I’ve been speaking with quite a few healthcare clients, and a surprising fact has emerged – many healthcare organizations (particularly in the payer and device/diagnostic segments) lack a true product management function.

Why is this? Here are some possible root causes:

Healthcare needs product management

  • Product strategy may be led by research and development (R&D) or engineering, particularly within the device, diagnostic and pharmaceutical space. In these cases, product innovation relies on scientific discovery, which is often outside a product manager’s scope.
  • Senior management has determined the strategy for market entry. Because of the complexity of the healthcare industry, strategic decisions around growth objectives are often made at the executive level, leaving less room for product management to exert influence.

However, without a true product management function, even healthcare organizations with clear strategic direction are apt to have downstream challenges. 

Here are four of the top challenges:

  • No formal analysis or validation of the market opportunity is completed.

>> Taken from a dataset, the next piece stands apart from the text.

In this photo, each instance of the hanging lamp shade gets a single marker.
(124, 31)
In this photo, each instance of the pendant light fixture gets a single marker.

Without a formalized process for approving business cases or executing concept testing, executive leadership may be surprised when a new product’s market entry does not deliver robust or immediate sales. Often, the first explanation for the gap involves marketing, even if that team was not involved in the strategic identification of the target market.
  • Knowledge of competitors is lacking. Since an essential part of product management’s role is to keep a finger on the pulse of competitive offerings, duplicative, unnecessary or sub-optimal products may emerge in the absence of a product management function.
  • The base content available to marketers is weak. Let’s face it – engineers don’t focus on the quality of their writing for a good reason; content developed by engineers tends to be exceedingly technical and of minimal use to marketers.
  • Product or service optimization does not occur. Without a strong product management champion to control or heavily influence the financial success of the product, enhancement initiatives can fall into technical bug/fix category or be subject to the whims of the visionary executive.

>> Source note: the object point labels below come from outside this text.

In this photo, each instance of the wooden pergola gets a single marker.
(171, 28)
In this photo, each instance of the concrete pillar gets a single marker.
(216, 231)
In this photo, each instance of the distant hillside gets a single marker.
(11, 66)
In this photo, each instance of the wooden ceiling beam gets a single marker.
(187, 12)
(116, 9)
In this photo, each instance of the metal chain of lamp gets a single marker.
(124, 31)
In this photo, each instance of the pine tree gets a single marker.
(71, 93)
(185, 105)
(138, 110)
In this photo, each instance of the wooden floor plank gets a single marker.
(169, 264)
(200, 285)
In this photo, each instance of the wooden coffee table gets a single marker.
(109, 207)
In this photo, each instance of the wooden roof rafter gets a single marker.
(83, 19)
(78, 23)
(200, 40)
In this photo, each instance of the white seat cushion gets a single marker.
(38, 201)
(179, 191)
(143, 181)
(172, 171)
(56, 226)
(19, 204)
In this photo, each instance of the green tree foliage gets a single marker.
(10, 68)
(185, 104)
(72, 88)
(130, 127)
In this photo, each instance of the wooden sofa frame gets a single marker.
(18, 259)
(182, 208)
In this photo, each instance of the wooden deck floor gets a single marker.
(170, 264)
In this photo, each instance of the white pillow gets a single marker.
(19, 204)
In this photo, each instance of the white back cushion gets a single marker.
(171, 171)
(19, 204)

In the face of these challenges, what should a strategically inclined healthcare marketer do? Of course, the appetite of the specific organization determines the approach, but here are a few suggestions:

  • Why Healthcare Needs Product MgmtMake the case for a product management function. By instituting a formal product management function, healthcare organizations can close the gaps discussed above.
  • If no additional headcount is available, identify areas where engineering and marketing can expand their typical duties. Although the product management function doesn’t exist formally, certain activities must take place. Marketing and engineering may already be covering some of the responsibilities typically owned by product management, but gaps may exist. Would marketing agree to do some market analysis to identify strategic opportunities? Would the R&D group share what it knows about other products that have been brought to market? 
  • Forge stronger relationships with R&D and/or engineering. Several strategic leaders within these functions can serve as a bridge between the technical product information and the audience-centric content that sales needs. The marketing team should use these strategic thinkers as thought leaders and sounding boards as they develop market-facing content.

Product managers are the strategic partners of healthcare marketers. In their absence, strong marketers must determine how these essential functions can be fulfilled, so new product and service offerings can be matched to market needs and buying cycles.